Hacker News new | ask | show | jobs
by chrisseaton 2971 days ago
It's not my definition! And you're right, normal message passing does leave you vulnerable to race conditions and your program can run a different way each time you run it! That's a major problem with it.

That's why I think other models of concurrency, such as the fork-join model, where the equivalent of 'messages' have to arrive in a deterministic order and so there are no race conditions, are safer.

1 comments

Message passing forces you to explicitly handle non-deterministic order, how can it leave you vulnerable to race conditions? If you need to receive a specific message first, you wait for that specific message, that's it. Simple and deterministic.
This is a real error I've seen someone make using Erlang in making a parallel sort when teaching parallel programming to masters students.

    actor A {
      receive half an array
      sort it
      send it to C
    }

    actor B {
      receive half an array
      sort it
      send it to C
    }

    actor C {
      (a, b) = divide input array into halves
      send a to A
      send b to B
      receive a'
      receive b'
      merge a', b'
    }
They send to A, send to B, and then think they're going to receive from A first, because they sent first, but B could finish first instead. Sometimes their program works, sometimes it doesn't.
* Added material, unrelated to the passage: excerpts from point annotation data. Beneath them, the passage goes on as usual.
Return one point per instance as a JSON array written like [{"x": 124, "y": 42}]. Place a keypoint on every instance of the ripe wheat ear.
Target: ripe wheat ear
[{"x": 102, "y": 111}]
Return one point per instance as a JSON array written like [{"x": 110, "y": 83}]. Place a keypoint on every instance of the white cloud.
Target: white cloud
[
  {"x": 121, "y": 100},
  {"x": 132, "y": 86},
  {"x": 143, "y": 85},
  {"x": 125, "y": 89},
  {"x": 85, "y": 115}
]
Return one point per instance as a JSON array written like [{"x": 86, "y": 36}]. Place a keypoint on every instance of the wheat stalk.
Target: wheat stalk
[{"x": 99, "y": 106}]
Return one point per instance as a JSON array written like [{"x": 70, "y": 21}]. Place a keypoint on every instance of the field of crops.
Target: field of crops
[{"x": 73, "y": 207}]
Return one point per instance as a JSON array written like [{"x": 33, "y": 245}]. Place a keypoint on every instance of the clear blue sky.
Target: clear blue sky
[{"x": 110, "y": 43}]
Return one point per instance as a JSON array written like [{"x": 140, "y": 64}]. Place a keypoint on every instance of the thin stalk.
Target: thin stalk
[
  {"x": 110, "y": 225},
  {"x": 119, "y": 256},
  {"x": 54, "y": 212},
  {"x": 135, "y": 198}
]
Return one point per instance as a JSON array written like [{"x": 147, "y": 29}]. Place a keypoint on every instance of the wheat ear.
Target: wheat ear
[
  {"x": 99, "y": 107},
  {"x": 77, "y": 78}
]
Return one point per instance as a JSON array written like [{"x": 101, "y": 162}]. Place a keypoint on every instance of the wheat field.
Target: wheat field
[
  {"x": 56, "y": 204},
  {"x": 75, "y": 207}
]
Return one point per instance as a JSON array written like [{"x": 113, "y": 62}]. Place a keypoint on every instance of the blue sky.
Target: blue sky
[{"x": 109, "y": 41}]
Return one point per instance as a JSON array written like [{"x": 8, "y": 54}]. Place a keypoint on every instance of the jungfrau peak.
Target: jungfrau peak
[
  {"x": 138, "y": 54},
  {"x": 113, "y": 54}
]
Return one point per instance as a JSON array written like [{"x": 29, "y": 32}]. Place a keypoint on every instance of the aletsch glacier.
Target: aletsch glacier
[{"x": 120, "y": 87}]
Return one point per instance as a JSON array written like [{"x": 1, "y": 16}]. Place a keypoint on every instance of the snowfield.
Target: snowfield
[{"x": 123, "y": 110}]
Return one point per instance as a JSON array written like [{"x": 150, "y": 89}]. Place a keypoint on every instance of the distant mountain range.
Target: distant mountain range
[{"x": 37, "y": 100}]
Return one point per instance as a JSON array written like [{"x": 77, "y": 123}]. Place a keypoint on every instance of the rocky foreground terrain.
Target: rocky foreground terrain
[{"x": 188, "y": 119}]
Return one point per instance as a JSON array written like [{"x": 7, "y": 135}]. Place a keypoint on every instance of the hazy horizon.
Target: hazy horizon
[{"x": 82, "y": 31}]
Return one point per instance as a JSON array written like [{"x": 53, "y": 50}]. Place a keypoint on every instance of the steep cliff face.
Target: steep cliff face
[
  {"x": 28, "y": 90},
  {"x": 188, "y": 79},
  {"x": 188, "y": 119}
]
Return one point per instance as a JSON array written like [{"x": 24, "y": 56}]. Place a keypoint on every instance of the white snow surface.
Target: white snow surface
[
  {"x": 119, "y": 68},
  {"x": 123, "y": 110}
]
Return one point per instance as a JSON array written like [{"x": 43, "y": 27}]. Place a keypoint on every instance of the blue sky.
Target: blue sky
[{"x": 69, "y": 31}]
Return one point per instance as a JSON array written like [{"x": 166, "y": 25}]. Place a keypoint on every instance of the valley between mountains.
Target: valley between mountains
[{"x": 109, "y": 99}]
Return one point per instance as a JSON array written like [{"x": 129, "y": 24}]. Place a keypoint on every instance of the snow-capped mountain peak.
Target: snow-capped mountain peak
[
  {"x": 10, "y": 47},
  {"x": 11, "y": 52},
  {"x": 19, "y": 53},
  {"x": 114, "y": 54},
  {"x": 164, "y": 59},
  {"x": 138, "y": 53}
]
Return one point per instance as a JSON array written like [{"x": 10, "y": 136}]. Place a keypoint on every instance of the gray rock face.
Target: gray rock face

Yeah it's their fault, but the model hasn't helped them not make the bug and worse they may never see the bug until they deploy into production.

If we used a fork-join model, they could not have made this mistake, and even if they did make some kind of mistake, at least they'd see it every time they ran their program.

    (a, b) = divide input array into halves
    fork {
      sort a
    }
    b' = sort b
    a' = join
    return a' + b'
As with most things in Erlang; if it's important, you must make it explicit. Implicit ordering works in your fork-join example with only a single fork, but if you require an ordering, you must be explicit about passing information through to enforce the ordering you need.

If you instead did

    fork {
      sort a
    }
    fork {
      sort b
    }
    a' = join
    b' = join
you would have the same problem as in Erlang. or you could have actor C sort B inside the actor between send a to A and receive a' and you would also have an implicit ordering.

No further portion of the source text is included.